Olivia Serres - Defending Her Claims

Defending Her Claims

Olivia Serres's claim was supported by documents, and she bore sufficient resemblance to her alleged father to be able to impose on numerous gullible people. In 1821, she had herself rebaptized as the daughter of the Duke of Cumberland at Islington Church, and "announced" her parentage in several letters to the newspapers and in pamphlets. She actually succeeded in obtaining some courtesies in response to her claims of royal status, such as being permitted to pass through the Constitution Gate.

The same year, however, she was arrested again for debt and placed in the King's Bench Prison. She appealed to the public for contributions, placing posters reading "The Princess of Cumberland in Captivity!" all over London, and publishing, in 1822, further details of her claims.

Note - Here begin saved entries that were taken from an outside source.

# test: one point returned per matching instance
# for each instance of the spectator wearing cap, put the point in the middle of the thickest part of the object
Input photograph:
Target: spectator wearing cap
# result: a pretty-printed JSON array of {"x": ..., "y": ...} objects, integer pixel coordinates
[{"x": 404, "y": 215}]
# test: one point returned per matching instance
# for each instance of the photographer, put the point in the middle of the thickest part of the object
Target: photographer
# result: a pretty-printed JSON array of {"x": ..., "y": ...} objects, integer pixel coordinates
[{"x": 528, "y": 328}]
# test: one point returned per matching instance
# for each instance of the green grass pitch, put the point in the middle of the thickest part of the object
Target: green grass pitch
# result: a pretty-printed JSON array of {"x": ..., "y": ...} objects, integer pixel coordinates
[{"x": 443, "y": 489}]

On her release, she had an affair with Sheriff J. W. Parkins, a London eccentric, who turned against her when she failed to honour her debts to him. She next had an affair with a young man who called himself William Henry FitzClarence, who claimed to be an illegitimate son of the Duke of Clarence.

Olive managed to persuade Sir Gerard Noel, a member of Parliament, to make inquiry into her claims, but by this time the royal family was fighting back. Having located her birth certificate, a statement by Robert Wilmot stating that he was her natural and lawful father, and a statement from Princess Poniatowski that none of King Stanislaus's sisters had ever been to England. In 1823 Sir Robert Peel, then Home Secretary, speaking in parliament, responded to Noel's speech in Olive's favour with a denunciation of her documents as forgeries and her story as a fabrication. It was concluded that her claims were false, but Olive escaped prosecution for forgery.

Her husband, who had never given her pretensions any support, expressly denied his belief in them in his will. Olive continued to have economical problems and was for the rest of her life in and out of debtors' prisons. In 1830 she again published a pamphlet staking a claim on royalty.